Does salt add to the flavor of butter? No question. Well, changes the flavor profile at any rate.

But flavor was the least important part of salting butter, originally. In fact (no way to know for sure), it probably paid no part at all.

Like cheese, butter was a way of extending the shelf life of milk. But unlike cheese, which can last for ages, butter turns rancid pretty fast.  Chilling in a spring house certainly helped, but it still turned bad relatively quickly. So salt---long recognized as a preservation medium---was added, extending the shelf life exponentially.

If you like the flavor of salted butter, that's fine. But I can spread my unsalted butter on a slice of sour rye, sprinkle it with the exact amount of salt I prefer, and achieve that same flavor. But it leaves me in control, particularly in applications where I don't want that salt element.


----------



## ishbel (Jan 5, 2007)

Next time you're visiting family in London, Siduri - go to a Waitrose or Sainsbury and buy a pack of the salted and unsalted Bridel!  At a push, the unsalted President...   The best butter!


----------



## foodpump (Oct 10, 2005)

Siduri, last time I was in Italy they were still using Lire.

But in regards to Salt, ae they still selling in small quantities sold only in tobacconist's shops?


----------



## siduri (Aug 13, 2006)

Ishbel said:


> Next time you're visiting family in London, Siduri - go to a Waitrose or Sainsbury and buy a pack of the salted and unsalted Bridel! At a push, the unsalted President... The best butter!


I'm able to get President here, and i prefer it to the other salted butter they sell (Lurpak - though i also like Lurpak - but president is slightly saltier, and i like that too. But i don't like unsalted. I will, like KY, add salt to it, but i prefer it already salted.



foodpump said:


> Siduri, last time I was in Italy they were still using Lire.
> 
> But in regards to Salt, ae they still selling in small quantities sold only in tobacconist's shops?

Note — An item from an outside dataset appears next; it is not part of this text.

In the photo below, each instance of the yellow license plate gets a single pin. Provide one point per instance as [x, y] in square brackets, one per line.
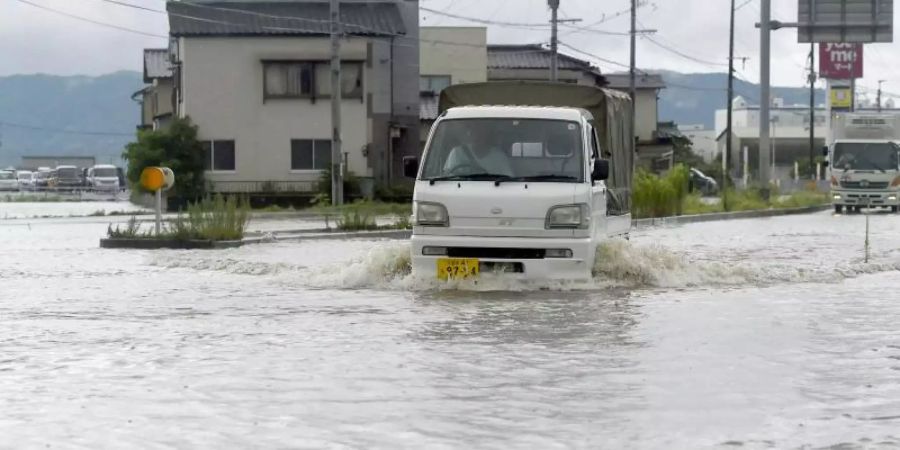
[457, 269]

Ah, the lira. and the salt and tobacco shops. I have two funny stories. I heard the expression many times "Lira di dio" or so i thought it was, that is, Lira of God. I could not for the life of me understand what this meant - money of god? weird. . They would say "E' successo lira di Dio" - the Lira of God happened. Huh?

then i realized it was a contraction "L'ira" not Lira - L'ira is "the ire of God"

But funnier was when i went to the little local grocery store (there were maybe two supermarkets in all of rome back in the 70s - well maybe five, but rome is big and there were none near us) and asked for salt. He looked at me with scorn, "At the tobacco store, of course!"

Ah, of course, why of course? (Turns out salt and tobacco had a special tax and had to have a stamp on them like cigarettes and alcohol i believe, in the US)

So when i went into a store asking for gelatin ("gelatina" ) i got a cube that when i opened it was actually aspic - not unflavored gelatin, but reduced broth. I looked in the dictionary - gelatin is "colla di pesce" or literally, fish glue. I go ask for fish glue and the guy shakes his head like i was an idiot. In the HARDWARE store of course. By that point, after the salt in the tobacco store incident, i went to the hardware store. Nothinjg was going to phase me now and i was darned if i'd look like one of those stupid tourists. Of course, he looked at me like i was a total idiot and said it was in food stores. Not those around here, though, the specialty stores downtown.

But this is nothing compared to my friend who was at a formal dinner after a conference and these giornalists and others asked her how she liked italy - do you like the food, how is it different from america? She said oh, of course, it;s wonderful here - the food in america is full of "preservativi" (wanting to say preservatives. I leave it to you to look up preservativi). The entire table went silent and no one asked her anything any more.


----------